Ahamed is still waiting to get his hands on the money.

"Every time I go to an exchange house or bank and ask for my money I am turned away. I don't know what to do. Whatever savings I have is fast dwindling. I cannot go back to my old job because the owner of the Deira cafeteria where I worked has employed a new waiter and my visa has expired," said Ahamed.

"If I stay any longer I might be caught by the police for being an illegal resident. In any case, I have very little left to survive. You know how expensive it is here… When I was working as a waiter I used to send some money to my family, but I haven't sent anything lately. My wife was complaining I was better off as a waiter than I am as a millionaire," he said.

However, Ahamed's ordeal is set to be over now with National Bonds CEO Mohammad Qasim Al Ali taking an interest in the matter after it was brought to his attention by XPRESS.

Al Ali said Ahamed was never turned away. "Our customer service and retention team's job is to ensure that customers are aware of the disadvantages of not continuing to save especially with all the weekly and monthly rewards that National Bonds provide.

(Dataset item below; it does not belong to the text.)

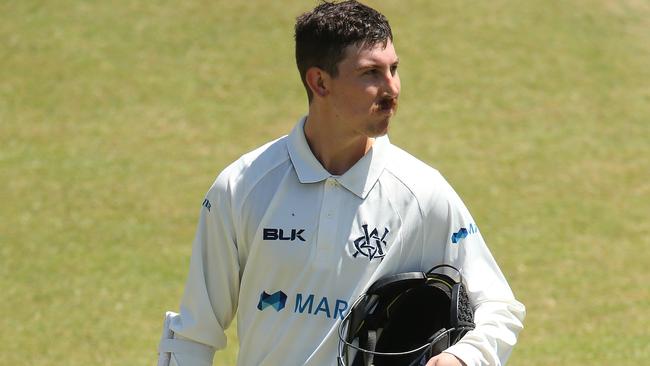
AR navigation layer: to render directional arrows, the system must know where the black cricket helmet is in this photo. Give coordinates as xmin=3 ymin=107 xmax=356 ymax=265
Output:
xmin=337 ymin=264 xmax=475 ymax=366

We spoke to Pottengal Ahamed on the occasions that he tried to redeem his prize, and explained that if he kept them until the impending profit announcement, he would get an even higher amount of money. This was done in good faith and at no point did our team say that Ahamed could not redeem his money, so we are surprised that there has been a misunderstanding. That said, we are always looking for ways to enhance our service standards, and this valuable feedback will allow us to look into avoiding such miscommunication that may arise in the future, Al Ali stated in an e-mailed statement to XPRESS.

Since Ahamed doesn't understand English and speaks broken Hindi, National Bonds had to get a Malayali speaker to communicate with him in his native language.

"We have spoken to Ahamed and explained that he can come and pick up his cheque at any time, so we expect him to join us some time this week to redeem his prize," said Al Ali.

Ahamed said National Bonds called him on Wednesday saying he will get the Dh1 million cheque next Tuesday (January 31). "Now I can breathe a sigh of relief. I am happy," he said.

Ahamed said he will use the prize money to secure the future of his children. "My parents couldn't send me to school. I had to work in the farms. I will try to get the best education for my children — (one daughter and two sons aged 10, 6 and 4). I have not seen them for years. Some day I will bring them to Dubai."

Ahamed said he plans to start a grocery in Dubai, but is not sure if one million dirhams is adequate start-up capital.

"I don't want a fancy shop.. something very small and basic.. Will it be enough?"